Avez-vous déjà remarqué une pierre dorée le long d’une rue en Allemagne ou en France ? Vous êtes-vous alors penché sur ce pavé pour connaître son histoire ? Explication par la rédaction.
Fin septembre 2020. Rouen, en Seine-Maritime. Au numéro 40 de la rue Armand-Carrel, trois pierres surmontées de laiton ont été récemment posées. Les nom de trois personnes, toutes les trois juives, trois victimes du nazisme sont écrits dessus : Germaine, Renée et Lina Ganon, âgées de 37, 14 et 12 ans. Jean-Jacques Ganon, neveu et cousin des victimes a assisté à la cérémonie avec beaucoup d’émotion. Le projet de l’association rouennaise « Pavés de mémoire » est de retracer tous les lieux à Rouen où ont vécu des victimes du régime nazi et dont les vies ont été tragiquement détruites. Si le fait de poser des pierres par terre en hommage aux victimes de la Shoah se répand en France, son origine est en revanche allemande.
L’histoire des Stolpersteine, « ici habitait… »

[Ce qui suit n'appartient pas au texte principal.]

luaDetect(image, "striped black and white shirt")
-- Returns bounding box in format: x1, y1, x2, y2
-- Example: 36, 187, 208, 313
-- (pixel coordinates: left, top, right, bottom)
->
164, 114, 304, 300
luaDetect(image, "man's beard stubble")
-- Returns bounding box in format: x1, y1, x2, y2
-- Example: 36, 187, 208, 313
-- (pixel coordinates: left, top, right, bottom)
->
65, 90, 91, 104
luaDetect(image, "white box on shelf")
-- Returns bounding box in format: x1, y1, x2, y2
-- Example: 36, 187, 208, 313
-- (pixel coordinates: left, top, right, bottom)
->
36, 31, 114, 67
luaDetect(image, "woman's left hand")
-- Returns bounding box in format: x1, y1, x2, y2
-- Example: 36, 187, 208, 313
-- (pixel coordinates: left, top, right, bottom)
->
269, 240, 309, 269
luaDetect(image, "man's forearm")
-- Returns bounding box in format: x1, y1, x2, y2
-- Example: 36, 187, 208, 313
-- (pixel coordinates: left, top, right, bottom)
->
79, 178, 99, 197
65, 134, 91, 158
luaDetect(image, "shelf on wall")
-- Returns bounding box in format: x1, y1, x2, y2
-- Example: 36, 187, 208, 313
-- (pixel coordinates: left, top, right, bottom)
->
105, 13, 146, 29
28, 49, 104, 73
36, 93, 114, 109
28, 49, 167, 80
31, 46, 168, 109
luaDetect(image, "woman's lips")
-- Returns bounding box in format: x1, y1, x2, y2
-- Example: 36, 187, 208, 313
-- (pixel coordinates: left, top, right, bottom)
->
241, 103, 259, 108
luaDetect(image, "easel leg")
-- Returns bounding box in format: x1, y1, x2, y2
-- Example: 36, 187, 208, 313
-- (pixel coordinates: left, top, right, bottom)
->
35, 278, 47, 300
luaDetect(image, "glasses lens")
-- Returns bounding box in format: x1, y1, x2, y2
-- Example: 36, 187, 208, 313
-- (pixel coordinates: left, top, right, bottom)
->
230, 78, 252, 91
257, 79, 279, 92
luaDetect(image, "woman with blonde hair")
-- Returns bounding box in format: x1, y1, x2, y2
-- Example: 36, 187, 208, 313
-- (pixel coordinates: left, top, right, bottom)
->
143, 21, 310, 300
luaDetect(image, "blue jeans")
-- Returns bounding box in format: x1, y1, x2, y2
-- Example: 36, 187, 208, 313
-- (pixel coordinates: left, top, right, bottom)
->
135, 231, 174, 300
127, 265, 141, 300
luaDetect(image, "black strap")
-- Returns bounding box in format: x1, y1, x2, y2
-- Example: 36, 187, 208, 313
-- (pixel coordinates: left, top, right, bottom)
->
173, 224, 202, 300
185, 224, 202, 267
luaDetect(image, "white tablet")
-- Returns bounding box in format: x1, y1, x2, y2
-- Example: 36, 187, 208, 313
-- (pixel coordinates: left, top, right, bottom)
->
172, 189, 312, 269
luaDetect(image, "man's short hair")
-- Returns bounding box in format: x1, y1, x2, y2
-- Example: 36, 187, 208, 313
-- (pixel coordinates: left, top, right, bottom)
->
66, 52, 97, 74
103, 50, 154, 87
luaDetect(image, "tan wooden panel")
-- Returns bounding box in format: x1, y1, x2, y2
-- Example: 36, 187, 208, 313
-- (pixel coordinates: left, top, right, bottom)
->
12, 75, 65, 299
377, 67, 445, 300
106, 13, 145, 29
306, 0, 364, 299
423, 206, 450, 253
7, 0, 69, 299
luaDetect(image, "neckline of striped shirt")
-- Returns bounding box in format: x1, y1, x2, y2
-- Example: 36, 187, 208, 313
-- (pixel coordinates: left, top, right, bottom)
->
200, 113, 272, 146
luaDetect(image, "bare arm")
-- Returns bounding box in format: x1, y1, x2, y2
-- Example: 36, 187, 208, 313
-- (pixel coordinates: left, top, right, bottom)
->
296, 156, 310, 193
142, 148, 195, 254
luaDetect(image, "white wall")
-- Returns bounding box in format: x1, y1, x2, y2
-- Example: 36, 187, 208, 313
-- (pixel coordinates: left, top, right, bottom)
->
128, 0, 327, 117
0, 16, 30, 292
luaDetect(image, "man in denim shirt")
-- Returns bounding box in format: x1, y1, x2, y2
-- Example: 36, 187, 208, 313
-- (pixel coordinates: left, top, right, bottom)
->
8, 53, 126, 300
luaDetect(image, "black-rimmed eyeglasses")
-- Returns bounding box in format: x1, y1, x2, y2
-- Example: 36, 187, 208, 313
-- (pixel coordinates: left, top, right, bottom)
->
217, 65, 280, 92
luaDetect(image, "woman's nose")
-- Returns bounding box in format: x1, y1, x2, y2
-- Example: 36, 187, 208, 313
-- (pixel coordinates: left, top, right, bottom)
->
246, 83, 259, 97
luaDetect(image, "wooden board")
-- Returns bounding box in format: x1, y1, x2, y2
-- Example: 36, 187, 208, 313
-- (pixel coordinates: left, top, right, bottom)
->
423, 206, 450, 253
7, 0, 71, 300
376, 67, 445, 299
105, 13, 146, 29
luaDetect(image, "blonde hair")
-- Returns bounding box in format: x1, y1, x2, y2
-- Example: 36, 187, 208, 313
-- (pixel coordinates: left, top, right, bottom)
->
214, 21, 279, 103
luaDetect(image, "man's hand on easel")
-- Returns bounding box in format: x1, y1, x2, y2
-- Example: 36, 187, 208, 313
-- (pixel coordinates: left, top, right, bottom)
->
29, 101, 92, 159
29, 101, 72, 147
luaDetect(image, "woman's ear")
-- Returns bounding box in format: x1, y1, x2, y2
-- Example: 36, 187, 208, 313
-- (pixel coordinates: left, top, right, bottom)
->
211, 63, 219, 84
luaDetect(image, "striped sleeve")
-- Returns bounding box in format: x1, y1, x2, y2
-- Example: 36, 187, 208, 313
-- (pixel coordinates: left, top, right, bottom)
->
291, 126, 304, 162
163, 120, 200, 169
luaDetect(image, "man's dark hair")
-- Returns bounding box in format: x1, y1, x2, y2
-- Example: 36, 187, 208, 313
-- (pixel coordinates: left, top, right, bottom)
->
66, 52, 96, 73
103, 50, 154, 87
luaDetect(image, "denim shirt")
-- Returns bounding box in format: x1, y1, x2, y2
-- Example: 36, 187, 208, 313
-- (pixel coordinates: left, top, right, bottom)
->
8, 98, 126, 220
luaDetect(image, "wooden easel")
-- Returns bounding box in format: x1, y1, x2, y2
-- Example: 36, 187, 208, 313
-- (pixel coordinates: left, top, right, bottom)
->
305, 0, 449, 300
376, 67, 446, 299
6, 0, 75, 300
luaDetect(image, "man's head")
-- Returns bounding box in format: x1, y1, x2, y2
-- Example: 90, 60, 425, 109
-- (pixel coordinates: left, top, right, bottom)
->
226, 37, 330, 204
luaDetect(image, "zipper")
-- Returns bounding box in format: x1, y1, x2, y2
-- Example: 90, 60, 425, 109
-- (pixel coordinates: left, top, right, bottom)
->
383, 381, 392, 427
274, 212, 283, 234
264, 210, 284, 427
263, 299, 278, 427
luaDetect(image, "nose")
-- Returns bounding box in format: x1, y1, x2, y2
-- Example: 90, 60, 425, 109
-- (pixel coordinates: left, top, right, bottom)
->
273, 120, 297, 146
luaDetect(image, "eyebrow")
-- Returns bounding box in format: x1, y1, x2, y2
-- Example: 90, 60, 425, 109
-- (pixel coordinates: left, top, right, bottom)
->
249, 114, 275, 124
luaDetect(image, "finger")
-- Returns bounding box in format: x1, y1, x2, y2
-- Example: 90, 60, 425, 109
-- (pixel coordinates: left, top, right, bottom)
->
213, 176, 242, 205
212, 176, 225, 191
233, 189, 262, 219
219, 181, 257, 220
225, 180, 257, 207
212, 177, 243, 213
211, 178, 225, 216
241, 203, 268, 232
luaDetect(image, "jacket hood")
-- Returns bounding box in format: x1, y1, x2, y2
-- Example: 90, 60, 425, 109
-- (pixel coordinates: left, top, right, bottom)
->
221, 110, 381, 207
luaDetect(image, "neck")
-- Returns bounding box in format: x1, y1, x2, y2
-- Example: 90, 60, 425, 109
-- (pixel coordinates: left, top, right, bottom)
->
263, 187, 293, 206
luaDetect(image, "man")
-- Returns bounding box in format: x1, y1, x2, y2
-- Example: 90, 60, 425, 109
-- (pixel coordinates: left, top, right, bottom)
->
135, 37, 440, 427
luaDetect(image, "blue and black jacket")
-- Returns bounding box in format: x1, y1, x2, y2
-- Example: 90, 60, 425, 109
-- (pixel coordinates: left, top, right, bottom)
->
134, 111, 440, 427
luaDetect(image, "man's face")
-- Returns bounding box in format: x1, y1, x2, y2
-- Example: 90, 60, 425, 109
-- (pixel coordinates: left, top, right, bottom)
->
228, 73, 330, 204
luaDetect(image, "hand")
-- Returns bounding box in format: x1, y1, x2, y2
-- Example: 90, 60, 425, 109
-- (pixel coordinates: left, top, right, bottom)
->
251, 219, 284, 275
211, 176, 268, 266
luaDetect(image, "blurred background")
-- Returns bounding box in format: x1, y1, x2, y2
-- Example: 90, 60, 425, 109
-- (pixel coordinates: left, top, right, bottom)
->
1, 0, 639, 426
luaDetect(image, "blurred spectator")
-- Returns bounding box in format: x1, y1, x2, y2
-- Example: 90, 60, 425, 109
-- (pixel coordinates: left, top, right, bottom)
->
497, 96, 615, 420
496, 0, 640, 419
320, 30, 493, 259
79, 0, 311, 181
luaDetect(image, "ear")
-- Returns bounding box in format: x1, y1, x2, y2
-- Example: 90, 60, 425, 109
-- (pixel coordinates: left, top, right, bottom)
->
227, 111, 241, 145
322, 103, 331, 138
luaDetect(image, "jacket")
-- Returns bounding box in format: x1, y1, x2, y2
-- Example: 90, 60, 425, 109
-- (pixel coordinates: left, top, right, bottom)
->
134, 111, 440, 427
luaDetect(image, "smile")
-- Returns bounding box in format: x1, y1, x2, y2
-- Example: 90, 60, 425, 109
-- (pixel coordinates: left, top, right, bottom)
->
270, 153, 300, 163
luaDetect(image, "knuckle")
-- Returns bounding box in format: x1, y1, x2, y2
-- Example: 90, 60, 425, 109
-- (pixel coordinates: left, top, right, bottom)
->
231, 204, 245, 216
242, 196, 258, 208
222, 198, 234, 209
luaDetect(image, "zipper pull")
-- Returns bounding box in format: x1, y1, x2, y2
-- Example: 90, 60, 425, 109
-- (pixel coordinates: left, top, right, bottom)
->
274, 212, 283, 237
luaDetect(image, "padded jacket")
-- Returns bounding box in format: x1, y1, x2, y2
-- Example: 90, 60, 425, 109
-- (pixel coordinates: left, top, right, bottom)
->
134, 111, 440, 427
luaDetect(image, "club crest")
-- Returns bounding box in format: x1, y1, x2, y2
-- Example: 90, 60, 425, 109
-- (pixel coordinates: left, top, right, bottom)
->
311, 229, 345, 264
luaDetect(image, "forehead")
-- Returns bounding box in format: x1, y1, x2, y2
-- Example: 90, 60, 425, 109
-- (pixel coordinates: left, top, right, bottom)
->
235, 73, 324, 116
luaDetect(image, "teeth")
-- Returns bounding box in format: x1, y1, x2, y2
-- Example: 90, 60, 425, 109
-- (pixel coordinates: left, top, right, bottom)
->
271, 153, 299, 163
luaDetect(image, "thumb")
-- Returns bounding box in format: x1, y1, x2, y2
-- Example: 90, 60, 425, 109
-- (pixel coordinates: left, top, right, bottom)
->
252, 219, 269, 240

Gunter Demnig, artiste allemand né en 1947, a toujours été marqué par la guerre et engagé en faveur des victimes. En 1992, il crée un pavé sur lequel est inscrit les premières lignes du décret de Heinrich Himmler sur la déportation des tziganes à Auschwitz. Le projet prend alors une grande ampleur et suite à une exposition à Cologne en 1994, Demnig décide de reproduire des pierres similaires pour indiquer où vivaient d’anciens déportés ou victimes du régime national-socialisme entre la période de 1933 et 1945. Les Stolpersteine sont nées. Sur chacune d’entre elles y figurent « Hier Wohnte… » - en français « ici habitait… » - suivi du nom de la personne, sa date de naissance et de décès ainsi que son destin.
Littéralement, il s’agit de « pierres sur lesquelles on trébuche » et ces dernières ont pour objectif de commémorer les victimes du nazisme, afin de ne jamais oublier ce drame. De plus, ces victimes étant souvent anonymes, les pavés permettent d’établir un véritable lieu de recueillement pour la famille des individus. Dans la tradition juive, il est de coutume de poser une pierre lorsqu’on se recueille sur une tombe. Cela viendrait du fait qu’il y a fort longtemps, les pierres servaient à marquer « l’emplacement » de l’âme du défunt et pour certains, il s’agirait d’une « mitzvah » (commandement en français) de participer à la construction de la tombe d’un défunt. Par ailleurs, après la Seconde Guerre mondiale, un vieux dicton allemand racontait que lorsque que vous trébuchiez sur une pierre ou une motte de terre, un Juif y était probablement enterré. Les Stolpersteine font dès lors écho à cela.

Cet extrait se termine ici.